The scale and severity of our environmental challenges are quickly becoming apparent. The Indian Ocean region features many places particularly vulnerable to the effects of environmental degradation and climate change, which will have profound social, economic, and cultural impacts. The increasing preoccupation with the state of the environment is also having significant political effects, including on the concept and content of citizenship. The language of citizenship has permeated environmental discourse and, conversely, environmental issues are often articulated in the language of citizenship. This book explores environmental citizenship and civil society responses to environmental challenges in the Indian Ocean region. The articles provide practical insights to improve resilience and adaptation, as well as conceptual insights into the nature of environmental citizenship discourse and practice across this vast region, from Mauritius to Malaysia. The volume showcases the complex field of environmental citizenship through a wide range of approaches, and alongside closely related concepts, such as environmental governance, environmental education, environmental justice, and corporate social responsibility. In essence, the book provides a rich, diverse and multidimensional picture of environmental citizenship in the Indian Ocean region. The chapters in this book were originally published as a special issue in the Journal of the Indian Ocean Region.
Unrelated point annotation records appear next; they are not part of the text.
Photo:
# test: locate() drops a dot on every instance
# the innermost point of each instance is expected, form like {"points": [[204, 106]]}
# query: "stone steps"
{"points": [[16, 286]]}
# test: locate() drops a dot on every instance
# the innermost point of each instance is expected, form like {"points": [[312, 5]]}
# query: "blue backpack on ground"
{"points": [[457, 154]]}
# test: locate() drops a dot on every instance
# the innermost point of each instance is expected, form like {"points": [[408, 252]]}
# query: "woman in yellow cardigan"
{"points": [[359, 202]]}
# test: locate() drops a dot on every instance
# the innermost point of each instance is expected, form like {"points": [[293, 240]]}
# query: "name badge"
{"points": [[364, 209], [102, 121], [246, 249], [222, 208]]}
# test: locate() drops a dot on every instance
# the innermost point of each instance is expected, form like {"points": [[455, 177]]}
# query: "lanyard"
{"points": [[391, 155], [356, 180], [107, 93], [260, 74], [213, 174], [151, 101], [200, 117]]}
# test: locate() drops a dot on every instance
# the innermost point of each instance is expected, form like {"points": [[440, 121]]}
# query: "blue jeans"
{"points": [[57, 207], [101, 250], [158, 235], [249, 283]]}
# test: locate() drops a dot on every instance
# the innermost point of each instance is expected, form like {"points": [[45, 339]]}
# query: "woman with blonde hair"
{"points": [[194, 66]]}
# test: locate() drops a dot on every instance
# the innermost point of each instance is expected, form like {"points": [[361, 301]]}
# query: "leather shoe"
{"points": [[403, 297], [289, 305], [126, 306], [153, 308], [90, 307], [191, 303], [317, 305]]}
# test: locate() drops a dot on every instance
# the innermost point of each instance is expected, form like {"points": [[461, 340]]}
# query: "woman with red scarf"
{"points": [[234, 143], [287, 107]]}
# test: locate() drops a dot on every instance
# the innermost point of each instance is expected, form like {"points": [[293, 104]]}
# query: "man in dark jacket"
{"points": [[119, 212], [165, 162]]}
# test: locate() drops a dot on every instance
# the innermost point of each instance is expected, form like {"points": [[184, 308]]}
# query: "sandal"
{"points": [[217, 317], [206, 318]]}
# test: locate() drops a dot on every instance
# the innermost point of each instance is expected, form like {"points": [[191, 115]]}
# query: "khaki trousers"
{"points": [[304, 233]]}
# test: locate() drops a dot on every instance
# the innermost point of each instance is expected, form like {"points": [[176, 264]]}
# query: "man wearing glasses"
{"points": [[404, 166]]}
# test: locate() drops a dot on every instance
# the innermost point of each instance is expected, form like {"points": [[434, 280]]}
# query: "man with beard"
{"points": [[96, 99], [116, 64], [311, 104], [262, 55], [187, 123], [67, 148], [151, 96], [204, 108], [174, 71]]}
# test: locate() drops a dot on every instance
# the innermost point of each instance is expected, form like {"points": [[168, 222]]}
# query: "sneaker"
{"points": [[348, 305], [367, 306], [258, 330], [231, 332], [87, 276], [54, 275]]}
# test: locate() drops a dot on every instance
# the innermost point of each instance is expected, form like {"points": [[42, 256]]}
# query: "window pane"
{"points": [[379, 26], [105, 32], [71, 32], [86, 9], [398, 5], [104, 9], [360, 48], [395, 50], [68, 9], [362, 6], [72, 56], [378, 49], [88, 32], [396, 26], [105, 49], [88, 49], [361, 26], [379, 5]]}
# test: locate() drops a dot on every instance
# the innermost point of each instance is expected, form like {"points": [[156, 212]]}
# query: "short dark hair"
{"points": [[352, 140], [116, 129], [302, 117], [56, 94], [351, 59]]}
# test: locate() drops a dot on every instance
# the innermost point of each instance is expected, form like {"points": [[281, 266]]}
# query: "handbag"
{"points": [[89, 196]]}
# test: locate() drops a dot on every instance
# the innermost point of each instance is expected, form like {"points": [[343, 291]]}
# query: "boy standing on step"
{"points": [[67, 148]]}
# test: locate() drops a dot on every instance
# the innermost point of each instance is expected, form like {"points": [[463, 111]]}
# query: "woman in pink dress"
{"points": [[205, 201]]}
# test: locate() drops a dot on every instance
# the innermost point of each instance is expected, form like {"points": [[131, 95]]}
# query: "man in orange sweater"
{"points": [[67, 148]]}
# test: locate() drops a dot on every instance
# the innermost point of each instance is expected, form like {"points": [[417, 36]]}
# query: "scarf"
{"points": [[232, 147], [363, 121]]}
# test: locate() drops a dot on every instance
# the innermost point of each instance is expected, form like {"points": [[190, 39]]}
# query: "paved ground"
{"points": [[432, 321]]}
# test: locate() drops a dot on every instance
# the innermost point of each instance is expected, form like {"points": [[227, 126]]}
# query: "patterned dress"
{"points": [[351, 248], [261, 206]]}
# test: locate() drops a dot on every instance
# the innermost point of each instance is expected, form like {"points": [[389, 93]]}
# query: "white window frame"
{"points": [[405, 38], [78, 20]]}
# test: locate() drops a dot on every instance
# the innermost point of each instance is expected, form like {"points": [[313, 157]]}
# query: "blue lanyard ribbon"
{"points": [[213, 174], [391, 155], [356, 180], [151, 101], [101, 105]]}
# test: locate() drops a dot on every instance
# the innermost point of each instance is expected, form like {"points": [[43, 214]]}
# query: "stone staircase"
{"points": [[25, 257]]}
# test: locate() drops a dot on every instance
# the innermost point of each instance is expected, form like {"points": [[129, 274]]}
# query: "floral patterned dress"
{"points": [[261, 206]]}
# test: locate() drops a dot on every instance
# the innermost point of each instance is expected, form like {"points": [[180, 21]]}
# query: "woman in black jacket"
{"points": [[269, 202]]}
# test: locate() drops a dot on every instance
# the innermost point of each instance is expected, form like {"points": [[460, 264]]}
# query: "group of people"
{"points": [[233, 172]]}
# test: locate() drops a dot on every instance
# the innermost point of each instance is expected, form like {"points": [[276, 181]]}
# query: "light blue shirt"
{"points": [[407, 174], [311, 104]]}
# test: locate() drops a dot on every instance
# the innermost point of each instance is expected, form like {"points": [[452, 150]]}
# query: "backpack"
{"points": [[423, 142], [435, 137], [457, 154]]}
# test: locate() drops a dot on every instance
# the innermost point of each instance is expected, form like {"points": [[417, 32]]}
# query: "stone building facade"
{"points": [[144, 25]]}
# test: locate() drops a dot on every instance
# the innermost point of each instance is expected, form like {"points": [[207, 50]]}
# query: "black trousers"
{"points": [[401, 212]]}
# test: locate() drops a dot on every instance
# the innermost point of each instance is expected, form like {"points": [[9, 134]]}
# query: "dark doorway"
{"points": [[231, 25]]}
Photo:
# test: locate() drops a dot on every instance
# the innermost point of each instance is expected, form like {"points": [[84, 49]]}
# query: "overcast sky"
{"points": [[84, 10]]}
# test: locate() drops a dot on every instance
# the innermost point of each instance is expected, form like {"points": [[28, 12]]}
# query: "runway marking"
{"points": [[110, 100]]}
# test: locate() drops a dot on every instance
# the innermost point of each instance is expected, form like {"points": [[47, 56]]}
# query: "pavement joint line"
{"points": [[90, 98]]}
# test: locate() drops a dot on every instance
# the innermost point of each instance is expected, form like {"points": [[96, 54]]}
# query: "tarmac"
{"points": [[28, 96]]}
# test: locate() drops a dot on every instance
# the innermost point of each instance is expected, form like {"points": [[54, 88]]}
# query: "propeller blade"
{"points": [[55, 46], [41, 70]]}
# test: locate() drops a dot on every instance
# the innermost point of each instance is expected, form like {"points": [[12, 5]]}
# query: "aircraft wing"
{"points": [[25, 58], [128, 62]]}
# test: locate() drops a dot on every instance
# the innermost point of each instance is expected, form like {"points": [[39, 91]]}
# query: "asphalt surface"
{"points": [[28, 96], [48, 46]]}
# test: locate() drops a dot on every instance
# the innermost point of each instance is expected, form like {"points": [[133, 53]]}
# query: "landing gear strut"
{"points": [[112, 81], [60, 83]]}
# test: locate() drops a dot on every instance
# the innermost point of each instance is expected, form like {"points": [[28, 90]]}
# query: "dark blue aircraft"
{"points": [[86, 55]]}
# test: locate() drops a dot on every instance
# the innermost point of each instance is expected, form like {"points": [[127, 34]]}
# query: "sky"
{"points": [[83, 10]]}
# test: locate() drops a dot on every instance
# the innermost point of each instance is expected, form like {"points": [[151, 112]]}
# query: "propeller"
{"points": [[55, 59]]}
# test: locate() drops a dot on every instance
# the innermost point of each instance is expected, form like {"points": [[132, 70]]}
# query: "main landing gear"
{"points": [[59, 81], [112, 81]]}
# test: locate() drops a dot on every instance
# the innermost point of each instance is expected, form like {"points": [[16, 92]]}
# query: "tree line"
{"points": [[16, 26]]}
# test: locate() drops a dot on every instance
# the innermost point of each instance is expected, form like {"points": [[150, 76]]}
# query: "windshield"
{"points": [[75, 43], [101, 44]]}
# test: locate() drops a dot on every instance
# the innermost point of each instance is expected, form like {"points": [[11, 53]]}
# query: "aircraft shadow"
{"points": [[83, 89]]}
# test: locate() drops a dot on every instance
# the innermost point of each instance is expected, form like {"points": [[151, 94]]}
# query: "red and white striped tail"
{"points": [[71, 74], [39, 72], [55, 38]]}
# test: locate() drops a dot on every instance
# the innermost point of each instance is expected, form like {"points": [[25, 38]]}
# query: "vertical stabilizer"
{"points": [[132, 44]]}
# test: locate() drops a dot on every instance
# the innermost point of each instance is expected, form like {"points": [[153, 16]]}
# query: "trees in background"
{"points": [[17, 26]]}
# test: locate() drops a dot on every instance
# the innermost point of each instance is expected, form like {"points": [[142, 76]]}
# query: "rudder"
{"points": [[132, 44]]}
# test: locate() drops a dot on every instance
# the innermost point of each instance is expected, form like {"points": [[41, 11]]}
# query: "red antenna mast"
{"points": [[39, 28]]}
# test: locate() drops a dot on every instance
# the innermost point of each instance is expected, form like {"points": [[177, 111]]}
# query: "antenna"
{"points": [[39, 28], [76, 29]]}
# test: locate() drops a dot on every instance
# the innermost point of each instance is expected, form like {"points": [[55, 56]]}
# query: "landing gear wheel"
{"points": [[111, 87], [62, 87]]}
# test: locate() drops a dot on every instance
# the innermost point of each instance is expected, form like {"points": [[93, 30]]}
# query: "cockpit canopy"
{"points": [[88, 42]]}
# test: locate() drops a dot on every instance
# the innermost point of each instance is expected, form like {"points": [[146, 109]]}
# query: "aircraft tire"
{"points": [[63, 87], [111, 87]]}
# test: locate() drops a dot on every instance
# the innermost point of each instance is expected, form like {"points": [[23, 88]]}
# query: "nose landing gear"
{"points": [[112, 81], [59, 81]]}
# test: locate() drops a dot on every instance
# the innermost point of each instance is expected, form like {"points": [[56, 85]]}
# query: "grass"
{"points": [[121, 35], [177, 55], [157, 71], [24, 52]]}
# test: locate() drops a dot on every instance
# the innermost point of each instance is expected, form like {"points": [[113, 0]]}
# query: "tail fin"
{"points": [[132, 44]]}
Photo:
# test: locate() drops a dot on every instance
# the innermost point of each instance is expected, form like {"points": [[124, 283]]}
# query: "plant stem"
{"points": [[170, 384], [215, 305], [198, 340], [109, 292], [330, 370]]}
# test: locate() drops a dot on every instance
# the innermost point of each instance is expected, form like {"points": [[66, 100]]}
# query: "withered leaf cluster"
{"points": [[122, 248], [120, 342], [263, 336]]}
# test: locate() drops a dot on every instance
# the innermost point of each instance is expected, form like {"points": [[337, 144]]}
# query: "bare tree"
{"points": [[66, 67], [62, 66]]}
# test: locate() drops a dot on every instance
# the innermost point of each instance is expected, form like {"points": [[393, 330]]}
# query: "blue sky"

The Indian Ocean in World History

The Indian Ocean in World History
Author: Milo Kearney
Publsiher: Routledge
Total Pages: 199
Release: 2004-03
Genre: History
ISBN: 9781134381753

Download The Indian Ocean in World History Book in PDF, Epub and Kindle

Throughout history, dominance of the Indian Ocean has been a critical factor in defining a nation's supremacy and power. It is well known that it played a major part in the success of the Portugese nation at the start of the sixteenth century. In this concise survey, Milo Kearney shows how the trading and imperial expansion offered by the Indian Ocean were exploited by many leading powers from the third millennium BC to the very recent past. The nations included range from the ancient Egyptians of the new Kingdom to the Han Chinese and, later, from the Moghul to the British Empire. Milo Kearney goes on to show what a critical territory the Indian Ocean was during the Cold War because of its rich supply for oil. The history of the Indian Ocean provides a snapshot of many of the key issues in world history, such as colonialism, trade and spread of cultures and religions. It is important reading for all students of world history.